Ci volle poco a capire che ogni angolo del prestigioso collegio puzzava di prevaricazione, discriminazione, molestia e che mi conveniva imparare in fretta a difendermi. Mi iscrissi a una palestra di karate, dopo pochi mesi cominciai a fare gare e soprattutto a scazzottarmi nelle strade e nei quartieri malfamati, per provare la realtà. Presi un sacco di botte, mi procurai infiniti lividi e occhi neri, ma imparai a difendermi.
L’abitudine alla rissa mi venne buona due volte. Una fu con il rettore (pedofilo, poco dopo allontanato) a cui levai la voglia di provarci con me e con gli altri. Un’altra fu con un bullo dell’ultimo anno, figlio di latifondisti della bassa padana, Rolex Daytona d’oro massiccio per i sedici anni, Alpine Renault A310 per i 18, alto e sovrappeso. Lo chiamavamo “il multicolore” per come si vestiva e il suo principale divertimento era sbattere i più piccoli contro il muretto di santa Maria delle Grazie con una spallata, farli cadere e picchiarli a colpi di cartella. Quando si trovò a terra in un lago di sangue che sgorgava a fontana dal naso rotto decise di piantarla.
Col successivo rettore (non pedofilo, ma stronzo) non ebbi bisogno di menare menare, oltre che stronzo era viscido e pavido: la minaccia in privato fu sufficiente, anche perché mi ero fatto la fama di quello che quando si ribellava ci dava dentro (i preti erano perfettamente consapevoli di quanto accadeva, il “bullo” a cui avevo rotto il naso era uno dei loro protetti e sapevano che ero stato io a fargli calare le arie).
Furono cinque anni di guerrilla e per questo fui punito: alla maturità il membro interno venne a suggerirmi un errore nella versione di greco, poi venni bullizzato verbalmente anche all’orale, nonostante fossi preparato decentemente. Fui promosso (non ne potevano più di tenermi lì), ma con la sufficienza minima, per pura ripicca, alla faccia dei soldi che mio padre aveva versato in quegli anni nelle casse del collegio per farmi educare.
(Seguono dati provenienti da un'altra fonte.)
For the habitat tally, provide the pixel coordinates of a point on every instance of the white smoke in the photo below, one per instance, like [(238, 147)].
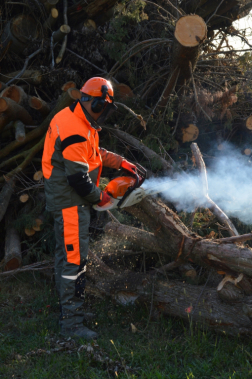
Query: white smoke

La scuola cattolica mi iniettò la violenza e ancora oggi, di tanto in tanto, mi viene l’impulso di prendere per il bavero il banale pirla che prova a investirmi sulle strisce e cambiargli i connotati. La tensione a cui devo resistere, fortissima, viene da quegli anni e da quei preti disgraziati. È un’eredità che mi porto dentro e devo combattere per non rischiare di cedere alla barbarie.
Per questo non andrò a vedere il film “La scuola cattolica“: in qualche modo ne sono stato protagonista.